Saturday, October 8

Harriet Miers: A Personal Endorsement

After listening to various opinions, and evaluating the facts we know so far, I am cautiously endorsing Bush's nomination of Harriet Miers to the Supreme Court. I posted a round up of key opinions here. These are my reasons.
  1. The negative stories that have come out, such as donations to the Democrats, have been reasonably addressed by those that know Miers best.
  2. Those who have spoken of her faith, character, and commitment to values are trustworthy people who know her well and know her personally.
  3. As Dr. Dobson asserts, Bush has not gone wrong on his nominations, so I am trusting he is making a solid choice in Miers. Also, I am taking into consideration Dr. Dobson's trustworthy opinions, and the facts he is privy to regarding Miers.
  4. She is professionally qualified. While I believe there could have been more qualified nominees, I cannot pretend to understand or know the political battle that these nominees face, and have to acknowledge that Bush may be making the smartest choice--a qualified, solid originalist conservative who can pass through the Senate.
I am not advocating blind trust of Bush or the party line, nor am I advocating ignorance of the issue of qualifications. I am saying that looking at over all information, with what I know today, I am in favor of her nomination.

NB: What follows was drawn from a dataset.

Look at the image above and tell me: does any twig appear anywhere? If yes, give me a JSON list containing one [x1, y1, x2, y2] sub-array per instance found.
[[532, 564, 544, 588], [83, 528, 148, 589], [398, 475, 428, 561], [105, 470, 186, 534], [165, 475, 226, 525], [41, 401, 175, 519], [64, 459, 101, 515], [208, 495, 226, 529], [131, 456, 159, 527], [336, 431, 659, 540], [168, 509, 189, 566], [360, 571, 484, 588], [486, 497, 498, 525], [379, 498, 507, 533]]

I liked what Marvin Olasky had to say:

Will her compass needle turn to Washington's heavy metal once a lifetime court position is in hand and constraints are off? No one knows for sure but it seems unlikely. Mr. Hecht says she's not a social butterfly who will be swayed by Washington dinner table conversation: "She goes to the dinners she's supposed to go to. She's not on the social circuit."

Her administration colleague says she's not going to pay much mind to the good reviews she could receive from top law journals and Ivy League law professors if she were to move leftward. Ms. Miers has never run in those circles and "of the hundreds of people I knew in the White House, she's almost uniquely unaffected by Potomac fever." That's because, her friends say, she's centered on Christ.

Her friends point to her Christ-like service. Rob Mowrey, 53, an attorney who worked with Ms. Miers at their Dallas law firm and has known her since 1979, talks about how in the 1990s, with an aged mom suffering from dementia, "Harriet moved her mother not only into her own house but into her bedroom, because her mother would wake up in the night and be distraught if she wasn't right there."

Judge Kinkeade praises Ms. Miers as "a great lawyer with perfect ethics" who's willing to sacrifice herself for others. When the Texas Lottery Commission was a corrupt mess, he says, the non-gambling Ms. Miers agreed to clean it up; the judge says, "I wouldn't have taken that job if you put a shotgun on me." He says she led the fight years ago to get Dallas lawyers to do pro bono work, and led by example by volunteering to help Exodus Ministries, a Dallas organization that helps ex-prisoners to get a life outside jail.

Also, I have taken into careful consideration the endorsement by Hugh Hewitt, who understand the issue better through his experience as a lawyer and someone how has been inside the White House.

Harriet Miers isn't a Justice Souter pick, so don't be silly. It is a solid, B+ pick. The first President Bush didn't know David Souter, but trusted Chief of Staff Sunnunu and Senator Rudman. The first President Bush got burned badly because he trusted the enthusiasm of others.

The second President Bush knows Harriet Miers, and knows her well. The White House Counsel is an unknown to most SCOTUS observers, but not to the president, who has seen her at work for great lengths of years and in very different situations, including as an advisor in wartime. Leonard Leo is very happy with the choice, which ought to be enough for most conservatives.

As I wrote last night, Judges Luttig and McConnell are the most qualified nominees out there, but I think from the start that the president must have decided that this seat would be given to a woman, and it is very hard to argue that she is not the most qualified woman to be on the SCOTUS for the simple reason that she has been in the White House for many years.

Finally, probably the strongest influence on my decision to endorse are Dr. James Dobson's words.
"We welcome the president's nomination of Harriet Miers to the U.S. Supreme Court. He pledged emphatically during his campaign to appoint judges who will interpret the law rather than create it. He also promised to select competent judges who will 'not use the bench to write social policy.' To this point, President Bush's appointments to the federal bench appear to have been remarkably consistent with that stated philosophy. Based on the information known generally about Harriet Miers, and President Bush's personal knowledge of her, we believe that she will not prove to be a lone exception.

"On the other hand, one cannot know absolutely about matters of integrity and philosophy until a jurist is given the tremendous power and influence of their position. As Lord Acton said: 'Power corrupts, and absolute power corrupts absolutely.' Sadly, that seems to have happened to Justices Souter and Kennedy. All we can say now is that Harriet Miers appears to be an outstanding nominee for the Supreme Court.

"We look forward to learning more about her at the confirmation hearings."

Make sure to listen to his radio show. You can podcast through OnePlace.com here. I am confident she will be confirmed by the Senate.